Elon Musk a donné l’ordre de fermer un datacenter de Twitter la veille de Noël

Tôt la veille de Noël une équipe envoyée par Elon Musk à Sacramento, Californie, a débarqué dans l’un des trois principaux datacenters de Twitter avec l’ordre de déconnecter les serveurs.

Pour Elon Musk, qui ne digère pas l’acquisition de Twitter pour 44 milliards de dollars, la priorité n’est pas d’assurer le bon fonctionnement du réseau social, mais de faire des économies. Il affirme d’ailleurs avoir passé les cinq dernières semaines à réduire les coûts. Et la dernière décision prise est radicale, le patron a donné l’ordre de fermer l’un des principaux datacenters du réseau social, SMF1 à Sacramento, la veille de Noël.

  • 30% de la puissance de calcul de Twitter a été perdue à la veille de la période des fêtes.
  • Le système utilisé par Twitter pour trier les signalements de contenus illégaux et préjudiciables s’est brièvement déconnecté.

Les équipes de Twitter craignaient des dysfonctionnements dans le réseau social, et ils n’ont pas manqué d’arriver. Certes, Elon Musk a tweeté que le service restait en ligne, « même après avoir déconnecté l’un des racks de serveurs les plus sensibles« , et en effet il n’y a pas eu de panne générale.

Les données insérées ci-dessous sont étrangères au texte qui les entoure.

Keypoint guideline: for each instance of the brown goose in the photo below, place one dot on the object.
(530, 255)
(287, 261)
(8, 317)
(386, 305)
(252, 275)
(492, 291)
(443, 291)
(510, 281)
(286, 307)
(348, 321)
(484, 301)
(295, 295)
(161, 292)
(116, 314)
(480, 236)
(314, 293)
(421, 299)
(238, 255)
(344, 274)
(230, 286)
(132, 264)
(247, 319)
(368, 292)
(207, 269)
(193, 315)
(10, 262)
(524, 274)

Mais des utilisateurs du monde entier ont constaté des pannes partielles pendant plusieurs heures… Le temps que les employés encore salariés – Musk a licencié près de 75% des salariés de Twitter – interrompent leurs vacances pour résoudre les problèmes.

L’attitude de Musk est un catalogue du pire

Élimination des personnes qui s’opposent au patron ; licenciements massifs ; ordre de retarder le paiement des fournisseurs pour renégocier les factures à la baisse ; ordre de ne plus payer les loyers, jusqu’à l’expulsion (le bureau de Seattle a fermé, un bureau sur deux a fermé à New York, le siège de San Francisco sur 6 étages a été réduit à deux) ; Twitter ne paie plus les services de nettoyage, les employés apportent leur papier toilette ; coupure des services de sécurité, de comptabilité et de déclarations de revenus (KPMG), de conseil (Deloitte) – ces deux sociétés ont été payées, mais leurs contrat pourraient se terminer… -, et de conciergerie ; fermeture du service communication…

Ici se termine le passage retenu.